I would like each of you to keep an individual weblog in which you record responses and questions to each week’s readings. The individual weblog is mainly a space for you to talk to yourself: to think through ideas, puzzle over ideas, etc.
Please use your first entry in your blog to answer the following questions, ideally before you’ve read anything for class:
How would you currently characterize the function of a first-year composition class? What should it ask students to do, and why? What’s the role of the teacher? What does a teacher need to do so that the class functions as it should?
Then as you add responses each week, consider whether the readings are prompting you to think in new ways about the role of a composition class and the role of a composition teacher.
Marcia pointed out to me early on that I was saying something potentially untrue in saying that a weblog is a space primarily to talk to one's self, and that statement definitely reflects my own early misunderstanding of blogs as something like paper journals. So, given my own misunderstanding, it's little wonder that, despite my instructions to use the blogs as a space for pedagogical and scholarly reflection, they were most often used as something else: as a whatever space to write about whatever. Not that I want or wanted a blog to be only one thing, but I did want students to think of it primarily as a space for reflective thinking.

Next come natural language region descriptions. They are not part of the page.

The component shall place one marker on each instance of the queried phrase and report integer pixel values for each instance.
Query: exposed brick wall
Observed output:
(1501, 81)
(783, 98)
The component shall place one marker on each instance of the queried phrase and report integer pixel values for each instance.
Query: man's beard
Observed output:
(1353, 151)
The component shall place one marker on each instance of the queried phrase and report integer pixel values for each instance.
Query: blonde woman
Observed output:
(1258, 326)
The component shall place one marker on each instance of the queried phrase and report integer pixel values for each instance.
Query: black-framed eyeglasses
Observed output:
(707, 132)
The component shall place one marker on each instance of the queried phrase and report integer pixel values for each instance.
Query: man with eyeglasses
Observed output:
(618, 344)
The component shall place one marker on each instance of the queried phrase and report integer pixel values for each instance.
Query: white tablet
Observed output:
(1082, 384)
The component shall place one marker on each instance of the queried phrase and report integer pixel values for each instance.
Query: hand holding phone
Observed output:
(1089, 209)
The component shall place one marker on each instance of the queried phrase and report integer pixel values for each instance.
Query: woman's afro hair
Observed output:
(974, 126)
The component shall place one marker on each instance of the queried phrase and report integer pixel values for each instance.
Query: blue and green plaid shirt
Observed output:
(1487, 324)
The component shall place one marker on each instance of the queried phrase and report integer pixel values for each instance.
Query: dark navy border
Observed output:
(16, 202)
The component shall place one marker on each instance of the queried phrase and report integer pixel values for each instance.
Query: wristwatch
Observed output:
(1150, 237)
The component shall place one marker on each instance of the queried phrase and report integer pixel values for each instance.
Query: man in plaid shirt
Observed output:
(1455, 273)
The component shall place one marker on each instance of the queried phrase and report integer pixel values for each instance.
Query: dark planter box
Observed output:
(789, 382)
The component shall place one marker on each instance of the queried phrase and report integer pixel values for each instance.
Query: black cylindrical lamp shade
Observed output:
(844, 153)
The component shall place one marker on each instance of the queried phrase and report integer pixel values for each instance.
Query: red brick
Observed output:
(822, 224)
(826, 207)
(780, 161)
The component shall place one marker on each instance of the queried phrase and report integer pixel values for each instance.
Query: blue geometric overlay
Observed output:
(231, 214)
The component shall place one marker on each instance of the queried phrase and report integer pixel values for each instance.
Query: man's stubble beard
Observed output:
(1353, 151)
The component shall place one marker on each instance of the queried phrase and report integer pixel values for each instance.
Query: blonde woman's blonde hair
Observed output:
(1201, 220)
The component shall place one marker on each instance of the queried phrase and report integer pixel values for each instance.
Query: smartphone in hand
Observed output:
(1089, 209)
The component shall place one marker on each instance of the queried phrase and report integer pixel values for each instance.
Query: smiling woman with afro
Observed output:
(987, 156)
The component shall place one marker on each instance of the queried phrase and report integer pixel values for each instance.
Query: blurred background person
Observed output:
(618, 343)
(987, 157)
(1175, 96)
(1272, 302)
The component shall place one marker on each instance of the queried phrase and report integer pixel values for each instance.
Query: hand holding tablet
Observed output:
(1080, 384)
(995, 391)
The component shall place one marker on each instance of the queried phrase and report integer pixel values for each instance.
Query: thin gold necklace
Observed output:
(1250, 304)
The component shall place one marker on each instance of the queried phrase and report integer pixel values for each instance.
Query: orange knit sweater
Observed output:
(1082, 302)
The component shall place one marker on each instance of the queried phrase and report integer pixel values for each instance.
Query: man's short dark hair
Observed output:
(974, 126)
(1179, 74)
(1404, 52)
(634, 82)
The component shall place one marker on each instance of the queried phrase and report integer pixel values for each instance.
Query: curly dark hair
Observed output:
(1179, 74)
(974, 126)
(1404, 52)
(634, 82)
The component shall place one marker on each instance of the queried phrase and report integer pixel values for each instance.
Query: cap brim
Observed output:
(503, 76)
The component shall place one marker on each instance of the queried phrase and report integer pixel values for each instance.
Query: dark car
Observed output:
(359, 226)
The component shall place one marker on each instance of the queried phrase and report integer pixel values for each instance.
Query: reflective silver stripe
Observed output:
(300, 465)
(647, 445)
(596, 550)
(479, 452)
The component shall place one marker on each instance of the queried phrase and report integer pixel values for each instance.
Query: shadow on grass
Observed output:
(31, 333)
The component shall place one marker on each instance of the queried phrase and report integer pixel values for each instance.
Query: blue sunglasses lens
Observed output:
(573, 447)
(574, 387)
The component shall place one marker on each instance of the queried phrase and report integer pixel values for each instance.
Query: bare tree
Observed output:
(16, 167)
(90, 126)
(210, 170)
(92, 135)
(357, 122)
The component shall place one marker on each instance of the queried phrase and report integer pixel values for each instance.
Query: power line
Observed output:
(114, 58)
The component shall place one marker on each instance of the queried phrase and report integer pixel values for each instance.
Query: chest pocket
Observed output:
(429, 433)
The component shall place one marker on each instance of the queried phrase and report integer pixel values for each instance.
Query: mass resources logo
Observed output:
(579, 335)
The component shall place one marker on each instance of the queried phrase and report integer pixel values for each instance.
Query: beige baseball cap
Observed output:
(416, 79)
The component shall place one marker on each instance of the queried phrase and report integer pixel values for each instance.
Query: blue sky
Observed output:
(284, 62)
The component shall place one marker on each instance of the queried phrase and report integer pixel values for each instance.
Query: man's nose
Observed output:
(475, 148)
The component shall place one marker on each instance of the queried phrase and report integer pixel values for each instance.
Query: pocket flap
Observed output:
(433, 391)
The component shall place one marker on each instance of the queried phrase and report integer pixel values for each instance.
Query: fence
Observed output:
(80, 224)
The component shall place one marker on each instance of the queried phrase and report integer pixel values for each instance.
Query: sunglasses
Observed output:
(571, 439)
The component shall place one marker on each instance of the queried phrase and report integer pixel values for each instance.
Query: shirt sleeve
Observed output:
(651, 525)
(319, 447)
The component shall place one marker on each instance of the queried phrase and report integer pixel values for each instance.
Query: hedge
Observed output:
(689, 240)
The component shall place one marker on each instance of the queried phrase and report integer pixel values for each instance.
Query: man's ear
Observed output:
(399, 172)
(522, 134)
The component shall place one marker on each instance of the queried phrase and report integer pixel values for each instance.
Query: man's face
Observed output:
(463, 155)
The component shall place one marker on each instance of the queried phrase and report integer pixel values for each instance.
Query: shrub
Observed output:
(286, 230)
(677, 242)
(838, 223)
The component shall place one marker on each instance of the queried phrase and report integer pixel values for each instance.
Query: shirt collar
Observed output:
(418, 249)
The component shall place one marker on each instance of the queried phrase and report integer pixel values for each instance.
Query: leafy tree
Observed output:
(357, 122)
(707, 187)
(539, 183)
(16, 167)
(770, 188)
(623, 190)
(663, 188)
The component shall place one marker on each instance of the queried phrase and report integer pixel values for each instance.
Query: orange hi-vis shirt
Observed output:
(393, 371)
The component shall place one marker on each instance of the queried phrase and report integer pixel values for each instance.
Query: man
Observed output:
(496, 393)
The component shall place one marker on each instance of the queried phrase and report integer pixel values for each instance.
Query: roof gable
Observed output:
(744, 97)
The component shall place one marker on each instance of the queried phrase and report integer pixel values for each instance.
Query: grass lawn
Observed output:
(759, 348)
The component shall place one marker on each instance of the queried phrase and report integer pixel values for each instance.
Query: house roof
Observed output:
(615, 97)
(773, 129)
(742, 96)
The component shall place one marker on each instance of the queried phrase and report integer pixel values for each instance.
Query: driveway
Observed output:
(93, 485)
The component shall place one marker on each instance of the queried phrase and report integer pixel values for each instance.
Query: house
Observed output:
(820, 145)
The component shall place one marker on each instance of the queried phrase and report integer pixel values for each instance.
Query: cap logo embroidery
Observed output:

At any rate, one definite problem is that blog=journal analogy that is so easy to slip into and that really misses what makes blogs unique: the network that blogs enable. Margaret Ganley talks about that in a recent entry:
If we want to encourage our students to use blogging as a powerful communication tool, we have to teach them the difference between blogging as daily diary, and blogging as a way to dig deep into ideas and to grow communities of discourse, of knowledge and of action. So, of course it isn't simply a matter of handing blogs to students as they enter our institutions and saying, go ahead, write; you have to give students a chance to grow in this work within a learning community--the new wall-less classroom--and then turn them loose to develop their own blogging practices within a supported framework. The institution and its faculty must mentor and model this practice of reaching out in the world to discuss and share ideas, ask questions, and work collaboratively. In other words, it is in the second-wave blogging, the blogging that my juniors are doing out in the world as a way to express, explore and understand the world in which they have been thrust that will teach them huge lessons about the role of communication, of technology, of community in bringing about change in this stumbling world.Ganley seems to be calling for something like blogging across the curriculum (with nods to Marcia), except that, because it's blogging, it's something else: not simply blogging as part of a class, but blogging as networked practice, as lived experience. Just go read Margaret's post. As usual, it's all good.